The Image & the Poison




[*Review of Unconscious/Television (2025) by Lucas Ferraço Nassif]

Unconscious/Television reads as if it were carved directly into matter: on skin, on stone, and on the screen itself, piercing its surface. This is an image that Lucas Ferraço retrieves from Thomas Lamarre: in anime, perspective perforates the flat screen. Unlike a long-standing tradition that frames images as dreams, hallucinations, or mental projections—from Münsterberg to Schéfer, from Metz to Mitry—ethereal and ghostly realities, here images have weight; they contaminate, poison; television occupies a physical space, displacing bodies, reshaping the landscape, and making us ill. The act of reading it is also experienced with discomfort. One must allow oneself to be torn apart by the book—and the book, too, is torn, fragmented, reordered; at times the text is missing as air is missing.

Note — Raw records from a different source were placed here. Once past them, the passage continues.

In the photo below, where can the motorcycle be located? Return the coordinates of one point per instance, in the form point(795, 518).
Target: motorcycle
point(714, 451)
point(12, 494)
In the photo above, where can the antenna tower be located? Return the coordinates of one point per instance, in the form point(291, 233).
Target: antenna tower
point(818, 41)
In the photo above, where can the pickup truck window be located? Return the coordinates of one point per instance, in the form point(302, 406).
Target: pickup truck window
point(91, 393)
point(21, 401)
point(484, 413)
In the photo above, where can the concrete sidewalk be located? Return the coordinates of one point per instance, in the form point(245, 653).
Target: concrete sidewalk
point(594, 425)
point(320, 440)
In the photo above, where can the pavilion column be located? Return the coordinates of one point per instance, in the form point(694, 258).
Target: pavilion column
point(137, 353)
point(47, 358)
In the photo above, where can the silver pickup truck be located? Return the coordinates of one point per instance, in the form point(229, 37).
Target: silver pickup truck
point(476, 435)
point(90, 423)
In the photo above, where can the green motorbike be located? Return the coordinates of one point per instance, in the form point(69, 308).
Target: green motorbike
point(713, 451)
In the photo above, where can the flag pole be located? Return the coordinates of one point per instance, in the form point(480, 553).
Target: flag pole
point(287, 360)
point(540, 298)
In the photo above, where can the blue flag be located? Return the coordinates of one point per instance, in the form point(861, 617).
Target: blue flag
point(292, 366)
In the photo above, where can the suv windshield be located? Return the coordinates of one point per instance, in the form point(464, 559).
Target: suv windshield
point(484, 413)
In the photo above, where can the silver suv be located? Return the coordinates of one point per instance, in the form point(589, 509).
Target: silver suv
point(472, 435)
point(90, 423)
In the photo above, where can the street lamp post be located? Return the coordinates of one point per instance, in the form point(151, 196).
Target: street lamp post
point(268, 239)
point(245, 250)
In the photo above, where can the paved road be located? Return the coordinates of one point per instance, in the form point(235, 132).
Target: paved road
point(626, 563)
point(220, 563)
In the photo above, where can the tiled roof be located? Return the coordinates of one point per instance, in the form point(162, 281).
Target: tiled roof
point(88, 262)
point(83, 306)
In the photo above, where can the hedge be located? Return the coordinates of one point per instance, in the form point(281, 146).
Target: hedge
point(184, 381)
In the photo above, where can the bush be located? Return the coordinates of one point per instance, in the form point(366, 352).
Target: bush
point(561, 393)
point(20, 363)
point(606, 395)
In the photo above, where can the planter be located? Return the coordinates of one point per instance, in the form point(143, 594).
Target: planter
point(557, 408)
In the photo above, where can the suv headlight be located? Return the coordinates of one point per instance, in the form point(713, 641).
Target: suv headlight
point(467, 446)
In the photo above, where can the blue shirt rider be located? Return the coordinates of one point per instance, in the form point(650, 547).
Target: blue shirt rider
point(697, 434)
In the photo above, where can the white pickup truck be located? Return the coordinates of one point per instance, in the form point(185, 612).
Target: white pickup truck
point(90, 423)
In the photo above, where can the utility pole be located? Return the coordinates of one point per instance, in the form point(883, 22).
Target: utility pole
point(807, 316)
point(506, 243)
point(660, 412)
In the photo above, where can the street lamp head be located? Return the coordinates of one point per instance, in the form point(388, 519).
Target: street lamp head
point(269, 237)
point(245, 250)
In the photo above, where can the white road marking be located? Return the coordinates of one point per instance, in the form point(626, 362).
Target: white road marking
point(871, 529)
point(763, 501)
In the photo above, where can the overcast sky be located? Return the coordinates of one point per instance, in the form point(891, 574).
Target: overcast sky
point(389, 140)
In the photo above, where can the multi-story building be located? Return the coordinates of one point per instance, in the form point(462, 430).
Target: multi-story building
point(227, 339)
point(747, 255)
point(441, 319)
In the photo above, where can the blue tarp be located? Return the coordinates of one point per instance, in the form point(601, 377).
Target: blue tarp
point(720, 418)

The reader can grasp this feeling through an example. Consider the chapter “Where the Desertshore was, there should be the Crypt”, which explores the implications of Thalassa: A Theory of Genitality (1924) by Sándor Ferenczi. In a few words, Ferenczi suggests that genital drives imply a form of nostalgia for the prenatal state. In this sense, Ferenczi—like Freud with Oedipus, and Romain Rolland with the “oceanic feeling” in relation to religious experience—constructs a myth, a scene, in this case a place, that accounts for certain behaviors. And every form of genital sexuality would ultimately imply the repetition of the same event: returning to the amniotic fluid. There is an example of this in the film Ride Your Wave (2019) by Masaaki Yuasa, one of the key directors in the book and the creator of the series Devilman Crybaby. Hinako meets Minato when he rescues her from a fire; they fall in love and Hinako teaches him to surf. Minato, however, dies during one of his outings at sea. From that moment on, he appears to Hinako in every water-filled space. He appears in a water balloon, in a glass, and even at the bottom of the toilet bowl. Here thalassa is present even in these excremental waters, the most abject waters. And yet there too reside love and the desire for fusion. It is along this path that Lucas Ferraço leads us: to the most unexpected, the most hidden; he inserts himself into the interstices of our thought and the ways we articulate discourse. After all, the concept of the Crypt, which he derives from Maria Torok and Nicolas Abraham, is precisely this: an indomitable and untranslatable place, a kind of unconscious of the unconscious, something that cannot be spoken and has been lost forever. It is as if every form of rest were forbidden, as if the state of mind required for thought were nothing but discomfort.